Replace with Same IP Address

Use this procedure when the replacement hardware can use the dead node's IP address.

Step 1: Verify Dead Node Status

# From any live node
nodetool status

# Dead node should show DN (Down, Normal)
# Datacenter: dc1
# Status=Up/Down  State=Normal/Leaving/Joining/Moving
# UN  10.0.1.1  100 GB  256  ?  rack1
# DN  10.0.1.2  100 GB  256  ?  rack1  <-- Dead node
# UN  10.0.1.3  100 GB  256  ?  rack1

Step 2: Record Dead Node Configuration

# Note from nodetool status:
# - IP address: 10.0.1.2
# - Token count: 256
# - Datacenter: dc1
# - Rack: rack1

Step 3: Prepare Replacement Node

Install Cassandra with identical version and configure:

# cassandra.yaml

cluster_name: 'ProductionCluster'  # Must match exactly
num_tokens: 256                    # Must match dead node

# Network - use dead node's IP
listen_address: 10.0.1.2
rpc_address: 10.0.1.2

# Seeds - use 2-3 live nodes (NOT the dead node)
seed_provider:
  - class_name: org.apache.cassandra.locator.SimpleSeedProvider
    parameters:
      - seeds: "10.0.1.1,10.0.1.3"

# Snitch must match cluster
endpoint_snitch: GossipingPropertyFileSnitch

# Do NOT set auto_bootstrap (replacement handles this)

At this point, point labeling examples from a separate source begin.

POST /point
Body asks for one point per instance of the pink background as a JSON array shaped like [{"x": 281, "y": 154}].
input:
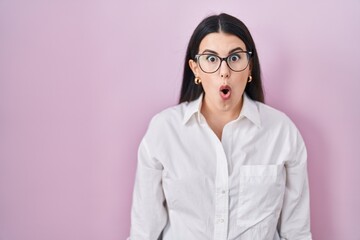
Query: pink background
[{"x": 80, "y": 80}]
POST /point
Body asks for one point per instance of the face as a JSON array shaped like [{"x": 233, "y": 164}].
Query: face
[{"x": 224, "y": 88}]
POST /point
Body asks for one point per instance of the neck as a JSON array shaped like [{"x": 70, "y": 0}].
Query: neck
[{"x": 218, "y": 118}]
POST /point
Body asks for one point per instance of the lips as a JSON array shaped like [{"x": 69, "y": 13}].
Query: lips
[{"x": 225, "y": 92}]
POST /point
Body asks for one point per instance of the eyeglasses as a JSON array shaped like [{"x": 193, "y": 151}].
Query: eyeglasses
[{"x": 237, "y": 61}]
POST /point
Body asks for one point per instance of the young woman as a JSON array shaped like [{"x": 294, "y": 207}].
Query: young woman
[{"x": 221, "y": 164}]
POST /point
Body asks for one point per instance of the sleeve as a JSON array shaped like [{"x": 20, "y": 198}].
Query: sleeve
[
  {"x": 294, "y": 222},
  {"x": 148, "y": 213}
]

Configure datacenter and rack:

# cassandra-rackdc.properties
dc=dc1
rack=rack1

Step 4: Configure Replacement JVM Option

Add the replacement directive to JVM options:

# For Cassandra 4.0+: jvm-server.options or jvm11-server.options
# For Cassandra 3.x: jvm.options or cassandra-env.sh

-Dcassandra.replace_address_first_boot=10.0.1.2

Or via environment variable:

export JVM_OPTS="$JVM_OPTS -Dcassandra.replace_address_first_boot=10.0.1.2"

Step 5: Start Replacement Node

# Ensure data directories are empty
sudo rm -rf /var/lib/cassandra/data/*
sudo rm -rf /var/lib/cassandra/commitlog/*
sudo rm -rf /var/lib/cassandra/saved_caches/*

# Start Cassandra
sudo systemctl start cassandra

Step 6: Monitor Streaming Progress

# Watch node join
watch -n 10 'nodetool status'

# Monitor streaming
nodetool netstats

# Check logs for progress
tail -f /var/log/cassandra/system.log | grep -i "stream\|bootstrap\|replace"

Step 7: Verify Completion

# Node should show UN
nodetool status

# Verify token ownership
nodetool ring | grep 10.0.1.2

# Check no active streaming
nodetool netstats

Step 8: Remove JVM Option

After successful replacement, remove the replace_address_first_boot option:

# Edit jvm-server.options
# Remove: -Dcassandra.replace_address_first_boot=10.0.1.2

# Restart is optional but recommended
sudo systemctl restart cassandra

Remove the JVM Option

The replace_address_first_boot option must be removed after successful replacement. Leaving it in place causes issues if the node is restarted.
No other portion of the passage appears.